Looking for help from those who done this route and know it pretty well.
I’m looking for shorter person beta (5ft 8”) on this route.
I’ve managed to work out the low crux sequence with the left under cling with right crossing into the big jug.
But it’s the next section, going from the big jug, I’m struggling with. There’s three options I’ve tried.
Option 1. Going up and left to the vertical side pull fin/flake like hold. I can reach it but cant get any use out of it to pull up on to the bigger jugs just left of the next bolt. Seems bereft of left foot options.
Option 2. Reaching up above my head into the under cling with my right hand, there's a few options for feet but once I’m in the under cling, I cant bring my left hand up to the next hold.

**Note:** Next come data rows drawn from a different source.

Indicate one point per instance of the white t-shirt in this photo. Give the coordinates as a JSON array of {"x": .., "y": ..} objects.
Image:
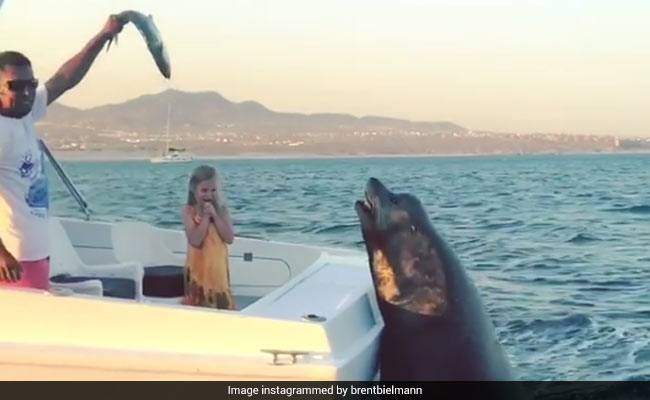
[{"x": 24, "y": 198}]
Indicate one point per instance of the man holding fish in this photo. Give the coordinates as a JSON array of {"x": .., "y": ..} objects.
[{"x": 24, "y": 195}]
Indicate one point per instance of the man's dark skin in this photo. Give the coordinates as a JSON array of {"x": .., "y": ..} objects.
[{"x": 16, "y": 101}]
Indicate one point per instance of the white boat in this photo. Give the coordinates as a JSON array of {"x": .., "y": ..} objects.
[
  {"x": 169, "y": 154},
  {"x": 304, "y": 312}
]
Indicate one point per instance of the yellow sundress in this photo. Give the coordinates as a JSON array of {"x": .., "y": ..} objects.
[{"x": 206, "y": 272}]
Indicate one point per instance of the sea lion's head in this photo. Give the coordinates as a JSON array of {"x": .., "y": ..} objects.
[{"x": 401, "y": 244}]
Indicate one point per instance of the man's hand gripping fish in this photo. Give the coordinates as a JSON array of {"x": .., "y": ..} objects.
[{"x": 152, "y": 37}]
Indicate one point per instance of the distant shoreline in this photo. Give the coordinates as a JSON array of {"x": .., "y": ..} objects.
[{"x": 116, "y": 157}]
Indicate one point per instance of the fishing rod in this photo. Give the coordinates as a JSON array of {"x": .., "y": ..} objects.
[{"x": 64, "y": 177}]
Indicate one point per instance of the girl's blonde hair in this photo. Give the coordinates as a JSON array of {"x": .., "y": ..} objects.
[{"x": 201, "y": 174}]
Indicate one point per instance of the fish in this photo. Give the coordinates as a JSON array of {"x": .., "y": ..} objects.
[{"x": 149, "y": 31}]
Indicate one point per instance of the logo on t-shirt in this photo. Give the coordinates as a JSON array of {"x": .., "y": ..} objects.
[
  {"x": 27, "y": 165},
  {"x": 37, "y": 194}
]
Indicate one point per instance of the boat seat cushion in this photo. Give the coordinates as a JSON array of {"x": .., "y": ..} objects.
[
  {"x": 112, "y": 287},
  {"x": 163, "y": 281}
]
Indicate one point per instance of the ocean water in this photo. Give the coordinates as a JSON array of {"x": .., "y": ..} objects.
[{"x": 559, "y": 246}]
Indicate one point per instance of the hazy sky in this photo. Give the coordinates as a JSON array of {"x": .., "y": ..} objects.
[{"x": 519, "y": 65}]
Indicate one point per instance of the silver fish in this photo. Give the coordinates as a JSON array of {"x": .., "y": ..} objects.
[{"x": 152, "y": 37}]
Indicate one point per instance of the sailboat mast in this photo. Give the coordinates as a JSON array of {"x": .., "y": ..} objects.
[{"x": 169, "y": 107}]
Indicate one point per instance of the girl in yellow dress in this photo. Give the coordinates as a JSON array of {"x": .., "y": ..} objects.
[{"x": 209, "y": 231}]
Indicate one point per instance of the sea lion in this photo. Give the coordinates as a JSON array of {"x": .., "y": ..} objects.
[{"x": 435, "y": 324}]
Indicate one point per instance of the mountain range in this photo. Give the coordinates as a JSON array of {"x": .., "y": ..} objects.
[{"x": 202, "y": 112}]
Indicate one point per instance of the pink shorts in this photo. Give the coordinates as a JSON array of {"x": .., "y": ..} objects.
[{"x": 36, "y": 274}]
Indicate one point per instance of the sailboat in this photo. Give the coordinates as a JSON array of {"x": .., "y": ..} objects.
[{"x": 171, "y": 154}]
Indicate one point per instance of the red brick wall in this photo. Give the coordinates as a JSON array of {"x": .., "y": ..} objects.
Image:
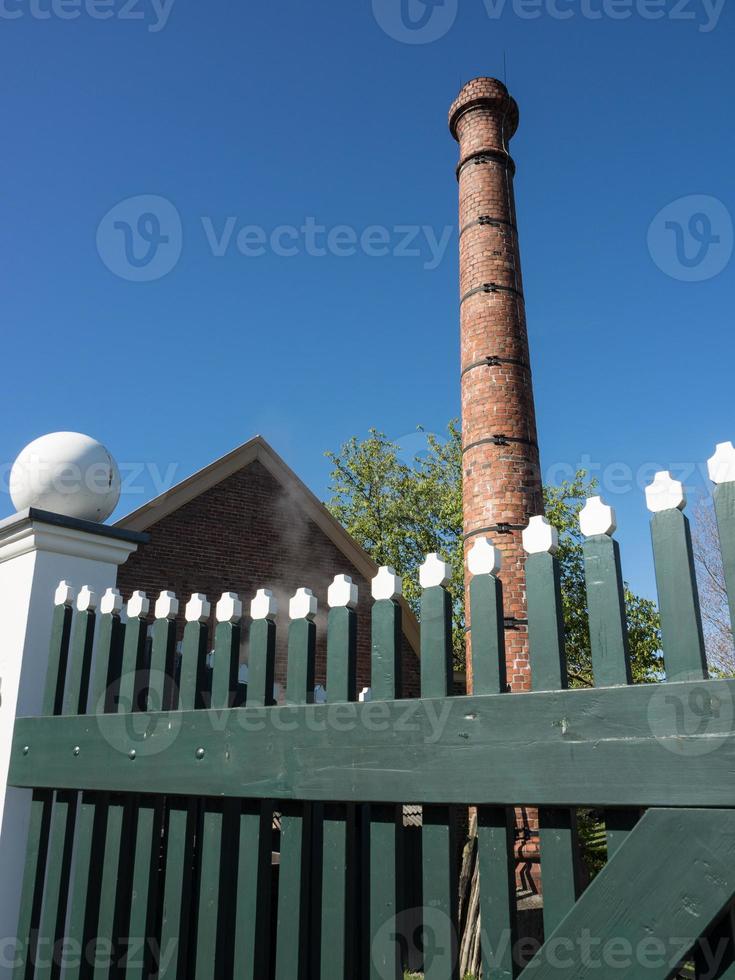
[
  {"x": 244, "y": 534},
  {"x": 501, "y": 483}
]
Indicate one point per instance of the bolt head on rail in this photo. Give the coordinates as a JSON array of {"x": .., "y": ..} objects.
[
  {"x": 229, "y": 608},
  {"x": 86, "y": 600},
  {"x": 435, "y": 571},
  {"x": 540, "y": 537},
  {"x": 303, "y": 605},
  {"x": 665, "y": 493},
  {"x": 342, "y": 593},
  {"x": 263, "y": 605},
  {"x": 167, "y": 606},
  {"x": 597, "y": 517},
  {"x": 483, "y": 558},
  {"x": 64, "y": 594},
  {"x": 721, "y": 466},
  {"x": 198, "y": 609},
  {"x": 138, "y": 605},
  {"x": 111, "y": 603},
  {"x": 386, "y": 584}
]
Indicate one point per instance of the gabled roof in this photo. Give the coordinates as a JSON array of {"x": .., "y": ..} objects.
[{"x": 258, "y": 449}]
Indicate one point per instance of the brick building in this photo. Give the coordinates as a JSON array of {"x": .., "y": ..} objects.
[{"x": 246, "y": 522}]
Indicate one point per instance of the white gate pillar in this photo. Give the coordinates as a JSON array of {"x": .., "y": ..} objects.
[{"x": 37, "y": 550}]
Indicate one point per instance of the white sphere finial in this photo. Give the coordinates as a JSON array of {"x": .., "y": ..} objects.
[
  {"x": 665, "y": 493},
  {"x": 67, "y": 473}
]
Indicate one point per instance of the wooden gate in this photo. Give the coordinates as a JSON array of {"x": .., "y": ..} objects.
[{"x": 151, "y": 841}]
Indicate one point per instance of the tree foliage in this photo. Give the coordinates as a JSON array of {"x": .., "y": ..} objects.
[{"x": 400, "y": 506}]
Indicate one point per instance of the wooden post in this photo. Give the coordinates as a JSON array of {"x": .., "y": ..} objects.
[
  {"x": 181, "y": 819},
  {"x": 254, "y": 871},
  {"x": 385, "y": 821},
  {"x": 440, "y": 872},
  {"x": 214, "y": 939},
  {"x": 558, "y": 842},
  {"x": 678, "y": 598},
  {"x": 495, "y": 825},
  {"x": 292, "y": 939}
]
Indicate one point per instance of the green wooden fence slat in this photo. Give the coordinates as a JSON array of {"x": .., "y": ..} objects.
[
  {"x": 341, "y": 655},
  {"x": 261, "y": 663},
  {"x": 678, "y": 598},
  {"x": 488, "y": 635},
  {"x": 385, "y": 823},
  {"x": 560, "y": 863},
  {"x": 292, "y": 947},
  {"x": 92, "y": 808},
  {"x": 385, "y": 664},
  {"x": 115, "y": 883},
  {"x": 635, "y": 898},
  {"x": 606, "y": 605},
  {"x": 43, "y": 817},
  {"x": 498, "y": 912},
  {"x": 436, "y": 642},
  {"x": 724, "y": 500},
  {"x": 254, "y": 873},
  {"x": 214, "y": 938},
  {"x": 253, "y": 923},
  {"x": 496, "y": 863},
  {"x": 438, "y": 836},
  {"x": 182, "y": 814},
  {"x": 80, "y": 664},
  {"x": 337, "y": 822},
  {"x": 545, "y": 623},
  {"x": 558, "y": 842},
  {"x": 33, "y": 878}
]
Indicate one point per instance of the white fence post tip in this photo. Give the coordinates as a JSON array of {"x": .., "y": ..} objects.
[
  {"x": 434, "y": 571},
  {"x": 342, "y": 593},
  {"x": 386, "y": 584},
  {"x": 263, "y": 605},
  {"x": 229, "y": 608},
  {"x": 540, "y": 537},
  {"x": 483, "y": 558},
  {"x": 721, "y": 466},
  {"x": 111, "y": 603},
  {"x": 64, "y": 595},
  {"x": 167, "y": 606},
  {"x": 665, "y": 493},
  {"x": 138, "y": 605},
  {"x": 597, "y": 517},
  {"x": 303, "y": 605},
  {"x": 86, "y": 600},
  {"x": 198, "y": 609}
]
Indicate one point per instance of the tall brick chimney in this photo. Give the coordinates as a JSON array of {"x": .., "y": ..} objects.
[{"x": 501, "y": 477}]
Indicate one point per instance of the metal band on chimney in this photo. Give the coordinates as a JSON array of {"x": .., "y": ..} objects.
[
  {"x": 493, "y": 360},
  {"x": 488, "y": 155},
  {"x": 500, "y": 440},
  {"x": 486, "y": 219},
  {"x": 492, "y": 287}
]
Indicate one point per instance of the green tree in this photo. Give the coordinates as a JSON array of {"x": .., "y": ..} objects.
[{"x": 400, "y": 509}]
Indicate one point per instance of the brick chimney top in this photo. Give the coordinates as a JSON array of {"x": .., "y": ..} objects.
[{"x": 485, "y": 93}]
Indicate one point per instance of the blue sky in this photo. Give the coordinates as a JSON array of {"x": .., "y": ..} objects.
[{"x": 319, "y": 115}]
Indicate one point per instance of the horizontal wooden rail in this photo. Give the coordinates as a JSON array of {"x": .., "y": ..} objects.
[{"x": 642, "y": 745}]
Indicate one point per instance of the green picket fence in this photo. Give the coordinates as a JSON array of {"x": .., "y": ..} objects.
[{"x": 151, "y": 842}]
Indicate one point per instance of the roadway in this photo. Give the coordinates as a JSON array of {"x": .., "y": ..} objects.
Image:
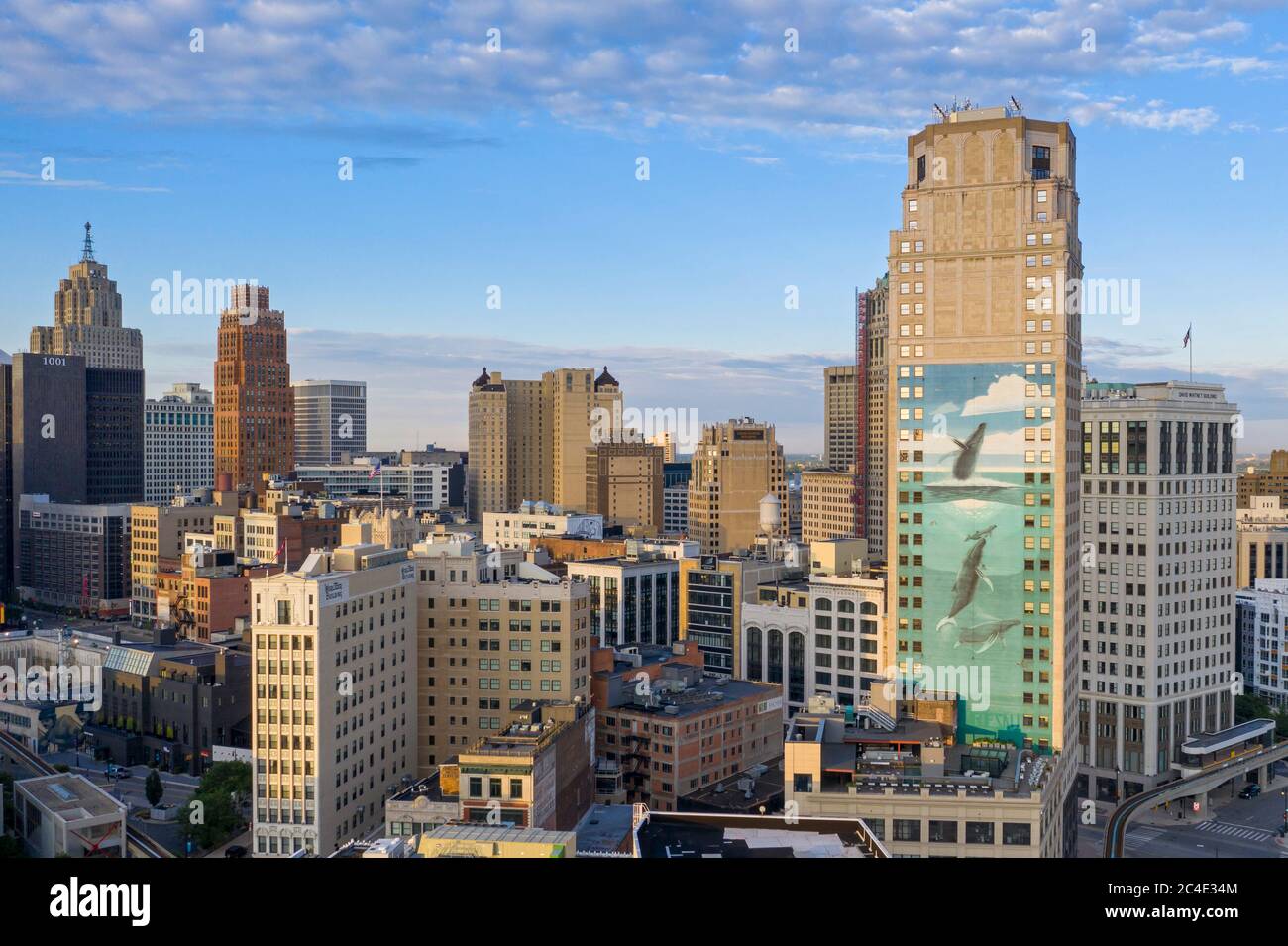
[{"x": 1236, "y": 828}]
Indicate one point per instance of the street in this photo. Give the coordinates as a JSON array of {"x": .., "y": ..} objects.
[{"x": 1239, "y": 828}]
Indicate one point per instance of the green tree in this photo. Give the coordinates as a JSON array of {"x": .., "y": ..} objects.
[
  {"x": 213, "y": 813},
  {"x": 153, "y": 788}
]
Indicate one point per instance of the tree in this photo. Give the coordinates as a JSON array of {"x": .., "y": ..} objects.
[
  {"x": 153, "y": 788},
  {"x": 213, "y": 813}
]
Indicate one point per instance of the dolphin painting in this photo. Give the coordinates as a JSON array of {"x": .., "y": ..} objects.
[
  {"x": 967, "y": 454},
  {"x": 969, "y": 577},
  {"x": 984, "y": 635}
]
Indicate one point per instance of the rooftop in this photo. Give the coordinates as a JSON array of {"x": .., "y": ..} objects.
[{"x": 71, "y": 796}]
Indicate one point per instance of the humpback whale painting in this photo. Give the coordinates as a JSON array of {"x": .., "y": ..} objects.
[
  {"x": 965, "y": 464},
  {"x": 982, "y": 534},
  {"x": 969, "y": 577}
]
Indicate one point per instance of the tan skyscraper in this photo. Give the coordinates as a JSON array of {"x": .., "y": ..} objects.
[
  {"x": 528, "y": 439},
  {"x": 254, "y": 402},
  {"x": 983, "y": 430},
  {"x": 88, "y": 318},
  {"x": 492, "y": 632},
  {"x": 334, "y": 688},
  {"x": 734, "y": 467},
  {"x": 623, "y": 484}
]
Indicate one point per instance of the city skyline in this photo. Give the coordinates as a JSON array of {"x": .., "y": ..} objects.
[{"x": 768, "y": 170}]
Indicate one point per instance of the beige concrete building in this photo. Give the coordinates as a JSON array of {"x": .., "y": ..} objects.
[
  {"x": 983, "y": 396},
  {"x": 734, "y": 467},
  {"x": 1270, "y": 481},
  {"x": 838, "y": 416},
  {"x": 879, "y": 377},
  {"x": 334, "y": 691},
  {"x": 88, "y": 319},
  {"x": 528, "y": 439},
  {"x": 67, "y": 815},
  {"x": 1262, "y": 529},
  {"x": 1158, "y": 580},
  {"x": 158, "y": 532},
  {"x": 917, "y": 788},
  {"x": 827, "y": 504},
  {"x": 623, "y": 484},
  {"x": 539, "y": 520},
  {"x": 492, "y": 631}
]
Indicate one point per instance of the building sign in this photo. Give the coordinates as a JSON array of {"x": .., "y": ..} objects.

Option 3. Using option 1 and then into option 2, but this seemed ridiculously bad beta. Thought my head was going to burst with the strain and ridiculous number of foot moves. So I binned that after two tries
While I’m here, I may as well be greedy.. At the last bolt there’s a right hand side pull and a three finger slot to pull onto the slab to finish. is the best method, pull on the smallish side pull with the right hand and cross over to the slot with the left hand and then go up?
Finally, can you get access to the anchors from the Monsal trail and drop a fixed line? That would be quicker than stick clipping / rope soloing my way up this line.